Ich habe eben mal recherchiert, woher der Begriff „Narrativ“ überhaupt stammt: Aus der Soziologie, eingeführt von Jean-François Lyotard. Französische Philosophen, von denen hatte man mindestens eine Merve-Bändchen im Regal stehen, ohne es aber gelesen oder gar verstände zu haben. Ich erinnere mich: Postmoderne, Strukturalismus, Dekonstruktion, das waren 3 der Haubitzen des Popdiskurses der 80er und 90er. Offenbar ist man seitdem aber auch nicht viel weiter gekommen. Btw. könnte ich kaum einen dieser Begriffe erklären. ;-)

@wahr

friedrichMir kommt es inzwischen aber etwas affektiert vor, wenn bei einem Review einleitend wie in einem Hochschulseminar über die Rezeption und die Bedeutungszusammenhänge von Popmusik philosophiert wird um dann auf das eigentlich Selbstverständliche zurückzufallen – nämlich dass es darum bei einem DJ-Mix eben gerade nicht geht, sondern um das unmittelbare sinnliche Erleben. Genau das macht ja die Ravekultur aus. Party!

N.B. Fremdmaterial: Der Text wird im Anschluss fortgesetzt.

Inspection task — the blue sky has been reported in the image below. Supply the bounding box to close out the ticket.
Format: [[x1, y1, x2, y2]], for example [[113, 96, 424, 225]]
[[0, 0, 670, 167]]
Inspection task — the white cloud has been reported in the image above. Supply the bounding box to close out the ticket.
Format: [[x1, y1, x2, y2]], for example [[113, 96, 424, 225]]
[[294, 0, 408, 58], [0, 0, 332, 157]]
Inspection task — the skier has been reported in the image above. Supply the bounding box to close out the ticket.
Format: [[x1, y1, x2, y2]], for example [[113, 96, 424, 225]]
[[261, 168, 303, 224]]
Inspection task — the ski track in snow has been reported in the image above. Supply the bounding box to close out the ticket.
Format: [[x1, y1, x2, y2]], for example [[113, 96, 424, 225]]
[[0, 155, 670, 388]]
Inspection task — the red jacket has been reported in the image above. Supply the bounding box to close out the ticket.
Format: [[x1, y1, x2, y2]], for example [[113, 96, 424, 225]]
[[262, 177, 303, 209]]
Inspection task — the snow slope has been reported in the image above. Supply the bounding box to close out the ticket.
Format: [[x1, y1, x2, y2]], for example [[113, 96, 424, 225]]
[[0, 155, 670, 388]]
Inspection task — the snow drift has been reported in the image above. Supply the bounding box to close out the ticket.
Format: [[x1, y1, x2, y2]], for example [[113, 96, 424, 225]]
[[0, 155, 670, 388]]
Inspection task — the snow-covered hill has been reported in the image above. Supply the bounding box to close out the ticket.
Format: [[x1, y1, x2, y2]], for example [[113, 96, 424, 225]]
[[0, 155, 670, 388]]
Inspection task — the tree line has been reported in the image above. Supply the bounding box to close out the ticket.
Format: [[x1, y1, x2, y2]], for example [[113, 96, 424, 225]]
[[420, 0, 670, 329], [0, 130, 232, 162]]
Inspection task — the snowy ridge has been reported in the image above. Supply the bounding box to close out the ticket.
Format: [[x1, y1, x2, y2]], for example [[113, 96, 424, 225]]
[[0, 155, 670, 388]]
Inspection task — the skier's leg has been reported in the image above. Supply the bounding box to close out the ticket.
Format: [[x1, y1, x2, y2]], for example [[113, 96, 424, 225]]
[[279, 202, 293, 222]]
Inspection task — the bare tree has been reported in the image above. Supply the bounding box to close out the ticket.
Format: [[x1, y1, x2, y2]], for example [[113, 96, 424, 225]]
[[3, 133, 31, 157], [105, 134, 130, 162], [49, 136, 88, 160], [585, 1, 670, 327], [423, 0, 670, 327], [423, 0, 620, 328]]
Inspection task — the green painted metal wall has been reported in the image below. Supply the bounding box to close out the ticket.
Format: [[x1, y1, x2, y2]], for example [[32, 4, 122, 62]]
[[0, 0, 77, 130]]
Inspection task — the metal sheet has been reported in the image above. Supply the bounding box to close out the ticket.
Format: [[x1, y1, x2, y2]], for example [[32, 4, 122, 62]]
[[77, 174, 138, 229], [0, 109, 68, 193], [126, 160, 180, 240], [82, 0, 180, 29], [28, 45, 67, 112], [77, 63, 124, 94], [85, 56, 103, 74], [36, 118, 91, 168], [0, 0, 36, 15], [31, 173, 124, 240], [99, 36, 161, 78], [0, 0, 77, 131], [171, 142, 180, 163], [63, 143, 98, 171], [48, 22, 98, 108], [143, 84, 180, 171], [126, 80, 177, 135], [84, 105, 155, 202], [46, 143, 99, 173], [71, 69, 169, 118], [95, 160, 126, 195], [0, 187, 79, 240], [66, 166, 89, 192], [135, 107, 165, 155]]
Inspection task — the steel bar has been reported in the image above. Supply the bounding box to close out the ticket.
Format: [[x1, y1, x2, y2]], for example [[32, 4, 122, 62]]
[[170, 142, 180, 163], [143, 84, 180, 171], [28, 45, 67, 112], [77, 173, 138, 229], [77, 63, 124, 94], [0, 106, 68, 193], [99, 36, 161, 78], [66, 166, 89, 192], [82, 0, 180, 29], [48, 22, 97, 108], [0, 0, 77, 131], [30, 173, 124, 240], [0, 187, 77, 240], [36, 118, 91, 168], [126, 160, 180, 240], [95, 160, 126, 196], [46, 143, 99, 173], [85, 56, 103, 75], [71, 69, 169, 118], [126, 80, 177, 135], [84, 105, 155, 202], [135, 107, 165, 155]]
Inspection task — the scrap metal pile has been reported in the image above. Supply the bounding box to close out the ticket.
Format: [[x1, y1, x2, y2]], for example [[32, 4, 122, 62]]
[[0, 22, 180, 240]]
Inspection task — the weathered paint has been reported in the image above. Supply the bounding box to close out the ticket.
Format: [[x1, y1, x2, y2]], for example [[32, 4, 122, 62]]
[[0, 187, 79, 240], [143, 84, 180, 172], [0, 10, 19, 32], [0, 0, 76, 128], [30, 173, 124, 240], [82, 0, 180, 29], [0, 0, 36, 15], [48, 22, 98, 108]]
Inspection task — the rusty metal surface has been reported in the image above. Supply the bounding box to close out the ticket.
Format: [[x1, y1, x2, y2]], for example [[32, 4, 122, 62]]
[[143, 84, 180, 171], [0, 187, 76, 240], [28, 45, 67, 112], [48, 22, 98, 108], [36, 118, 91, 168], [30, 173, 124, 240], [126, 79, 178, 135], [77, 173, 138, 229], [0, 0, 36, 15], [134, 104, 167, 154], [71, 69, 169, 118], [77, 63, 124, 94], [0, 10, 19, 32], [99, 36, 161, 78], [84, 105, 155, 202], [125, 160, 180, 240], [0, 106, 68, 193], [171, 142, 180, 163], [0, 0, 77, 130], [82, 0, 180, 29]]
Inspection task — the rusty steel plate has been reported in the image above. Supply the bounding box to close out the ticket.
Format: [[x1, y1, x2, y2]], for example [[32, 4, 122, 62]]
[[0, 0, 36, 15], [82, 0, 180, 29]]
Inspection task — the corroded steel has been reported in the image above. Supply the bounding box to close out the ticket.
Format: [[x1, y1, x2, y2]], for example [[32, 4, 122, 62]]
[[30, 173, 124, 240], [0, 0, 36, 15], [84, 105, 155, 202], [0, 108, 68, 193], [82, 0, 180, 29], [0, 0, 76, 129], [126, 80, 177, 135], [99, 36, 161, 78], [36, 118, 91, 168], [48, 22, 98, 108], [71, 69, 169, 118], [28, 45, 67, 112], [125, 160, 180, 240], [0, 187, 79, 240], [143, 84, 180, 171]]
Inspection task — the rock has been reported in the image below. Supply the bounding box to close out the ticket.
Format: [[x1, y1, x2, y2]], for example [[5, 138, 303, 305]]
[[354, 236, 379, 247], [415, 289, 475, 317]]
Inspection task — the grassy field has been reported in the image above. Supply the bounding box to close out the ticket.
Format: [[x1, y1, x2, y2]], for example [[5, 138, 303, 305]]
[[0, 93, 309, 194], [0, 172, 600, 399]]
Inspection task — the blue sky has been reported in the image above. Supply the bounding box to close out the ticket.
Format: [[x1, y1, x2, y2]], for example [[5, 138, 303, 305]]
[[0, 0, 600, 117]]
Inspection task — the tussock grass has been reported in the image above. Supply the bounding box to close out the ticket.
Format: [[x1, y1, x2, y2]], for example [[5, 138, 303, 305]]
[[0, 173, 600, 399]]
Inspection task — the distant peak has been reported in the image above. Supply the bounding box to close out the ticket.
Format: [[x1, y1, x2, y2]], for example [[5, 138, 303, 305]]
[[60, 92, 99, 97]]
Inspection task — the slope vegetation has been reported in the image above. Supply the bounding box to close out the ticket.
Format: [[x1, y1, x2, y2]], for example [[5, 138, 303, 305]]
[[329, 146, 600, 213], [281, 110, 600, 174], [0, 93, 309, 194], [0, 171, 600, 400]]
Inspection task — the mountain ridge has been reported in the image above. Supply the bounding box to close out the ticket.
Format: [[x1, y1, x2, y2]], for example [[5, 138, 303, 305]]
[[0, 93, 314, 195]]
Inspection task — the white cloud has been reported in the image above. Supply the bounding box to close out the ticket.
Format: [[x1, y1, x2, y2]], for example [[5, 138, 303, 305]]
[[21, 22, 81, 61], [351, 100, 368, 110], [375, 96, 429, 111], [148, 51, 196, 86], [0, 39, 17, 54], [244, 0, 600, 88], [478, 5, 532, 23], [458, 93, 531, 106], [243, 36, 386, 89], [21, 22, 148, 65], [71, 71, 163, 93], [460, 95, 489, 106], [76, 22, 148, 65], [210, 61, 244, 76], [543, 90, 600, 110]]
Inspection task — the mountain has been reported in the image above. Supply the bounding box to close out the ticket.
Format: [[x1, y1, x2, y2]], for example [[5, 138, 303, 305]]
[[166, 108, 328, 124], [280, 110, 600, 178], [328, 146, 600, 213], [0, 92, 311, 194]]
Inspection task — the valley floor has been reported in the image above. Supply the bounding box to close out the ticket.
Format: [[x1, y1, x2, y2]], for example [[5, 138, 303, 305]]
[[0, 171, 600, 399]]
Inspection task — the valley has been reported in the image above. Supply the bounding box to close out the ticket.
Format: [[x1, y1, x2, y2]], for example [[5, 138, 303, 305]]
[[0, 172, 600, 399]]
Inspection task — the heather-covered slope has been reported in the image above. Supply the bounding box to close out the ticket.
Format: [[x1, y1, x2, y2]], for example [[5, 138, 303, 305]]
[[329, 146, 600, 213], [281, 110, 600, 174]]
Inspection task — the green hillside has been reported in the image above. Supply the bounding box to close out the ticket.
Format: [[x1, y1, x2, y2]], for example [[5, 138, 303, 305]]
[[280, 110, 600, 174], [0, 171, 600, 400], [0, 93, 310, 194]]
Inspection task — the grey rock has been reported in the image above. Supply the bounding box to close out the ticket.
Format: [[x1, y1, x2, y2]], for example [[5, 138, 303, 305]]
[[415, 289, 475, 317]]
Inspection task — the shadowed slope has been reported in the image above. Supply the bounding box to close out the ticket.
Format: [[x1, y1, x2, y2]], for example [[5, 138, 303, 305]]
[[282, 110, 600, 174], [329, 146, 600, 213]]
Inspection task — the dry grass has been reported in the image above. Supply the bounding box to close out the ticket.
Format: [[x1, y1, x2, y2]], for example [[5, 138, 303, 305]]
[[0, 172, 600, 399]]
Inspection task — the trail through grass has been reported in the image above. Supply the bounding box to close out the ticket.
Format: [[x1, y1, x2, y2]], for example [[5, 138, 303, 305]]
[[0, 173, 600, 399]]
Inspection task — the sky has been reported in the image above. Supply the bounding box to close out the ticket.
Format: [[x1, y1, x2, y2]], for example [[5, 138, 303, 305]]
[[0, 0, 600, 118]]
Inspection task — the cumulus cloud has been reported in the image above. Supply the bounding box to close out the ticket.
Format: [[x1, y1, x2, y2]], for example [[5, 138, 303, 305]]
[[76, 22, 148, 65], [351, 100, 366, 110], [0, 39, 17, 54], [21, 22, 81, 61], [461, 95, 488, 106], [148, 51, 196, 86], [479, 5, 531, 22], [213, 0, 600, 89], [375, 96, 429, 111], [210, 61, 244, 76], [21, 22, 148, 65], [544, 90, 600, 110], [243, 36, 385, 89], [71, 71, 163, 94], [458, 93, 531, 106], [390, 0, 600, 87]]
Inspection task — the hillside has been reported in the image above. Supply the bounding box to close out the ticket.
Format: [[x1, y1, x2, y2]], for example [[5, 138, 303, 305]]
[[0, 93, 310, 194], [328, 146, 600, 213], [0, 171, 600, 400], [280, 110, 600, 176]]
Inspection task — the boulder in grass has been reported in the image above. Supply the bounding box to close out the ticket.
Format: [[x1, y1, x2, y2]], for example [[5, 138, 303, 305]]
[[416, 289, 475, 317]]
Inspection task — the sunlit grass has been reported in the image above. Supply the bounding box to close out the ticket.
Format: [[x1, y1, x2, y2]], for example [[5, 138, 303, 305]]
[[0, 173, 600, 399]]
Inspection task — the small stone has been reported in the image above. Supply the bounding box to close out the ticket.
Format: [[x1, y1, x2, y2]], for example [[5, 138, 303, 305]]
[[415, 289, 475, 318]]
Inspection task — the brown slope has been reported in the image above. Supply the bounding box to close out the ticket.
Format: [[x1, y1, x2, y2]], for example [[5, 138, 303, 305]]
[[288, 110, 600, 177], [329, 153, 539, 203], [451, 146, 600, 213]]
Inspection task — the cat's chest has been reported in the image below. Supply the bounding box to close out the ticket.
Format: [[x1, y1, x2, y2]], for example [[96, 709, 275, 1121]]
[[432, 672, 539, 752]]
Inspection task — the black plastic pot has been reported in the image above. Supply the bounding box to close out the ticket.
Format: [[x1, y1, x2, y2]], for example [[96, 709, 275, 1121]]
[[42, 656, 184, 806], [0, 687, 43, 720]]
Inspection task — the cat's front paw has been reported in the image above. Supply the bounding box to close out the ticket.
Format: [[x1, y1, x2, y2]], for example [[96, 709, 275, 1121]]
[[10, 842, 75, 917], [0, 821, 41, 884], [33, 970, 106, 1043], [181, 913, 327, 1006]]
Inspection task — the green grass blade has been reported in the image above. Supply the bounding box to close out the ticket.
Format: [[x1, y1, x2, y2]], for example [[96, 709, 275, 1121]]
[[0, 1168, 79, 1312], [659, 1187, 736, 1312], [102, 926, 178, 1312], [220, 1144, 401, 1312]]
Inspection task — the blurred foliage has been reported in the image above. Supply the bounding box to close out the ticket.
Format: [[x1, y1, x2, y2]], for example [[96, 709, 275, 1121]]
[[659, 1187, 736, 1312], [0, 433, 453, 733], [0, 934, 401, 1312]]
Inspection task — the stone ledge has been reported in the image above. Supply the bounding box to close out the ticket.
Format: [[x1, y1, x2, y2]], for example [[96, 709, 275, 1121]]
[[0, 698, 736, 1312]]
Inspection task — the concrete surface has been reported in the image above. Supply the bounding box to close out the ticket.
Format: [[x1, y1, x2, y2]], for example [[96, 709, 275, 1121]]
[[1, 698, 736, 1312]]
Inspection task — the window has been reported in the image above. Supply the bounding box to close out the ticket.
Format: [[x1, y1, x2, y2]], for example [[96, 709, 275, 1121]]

Dass ein DJ-Set auch mehr sein kann als nur ‚Party!‘ ist aber durchaus ein Anspruch gewesen, den einige Verantwortliche in der Redaktion schon in der Anfangszeit des Mags ganz praktisch umgesetzt haben. Z.B. Dirk Scheuring. Es gab Soul-Allnighter, die sich einzelne Themen innerhalb der Soulmusik herausgriffen und sie dann in ihrem Kontext präsentiert haben. Also nicht einfach nur Soulmusik beliebig nach Partygesichtspunkten zusammengestellt, sondern generell den Club als politischen, lehrreichen und gleichzeitig berauschten Ort zu gestalten versucht haben. Das hatte schon einen erzieherischen Aspekt. Musik weiter zu fassen als die Töne selbst, ist ein Schwerpunkt der Spex gewesen. Es kommt eben nie nur einfach auf die Musik an, selbst beim Tanzen nicht. Auf Zusammenhänge zu bestehen, sich daran auch zu reiben, Kontexte zu beschreiben – manchmal auch sie zu konstruieren um zu schauen was passiert – hat die Spex ausgezeichnet. Es geht nie nur um Musik. Nie. Das habe ich durch die Spex begriffen.

Ja, stimmt alles. Genau das habe ich selbst durch die SPEX ja auch gelernt, wie ich oben schrieb.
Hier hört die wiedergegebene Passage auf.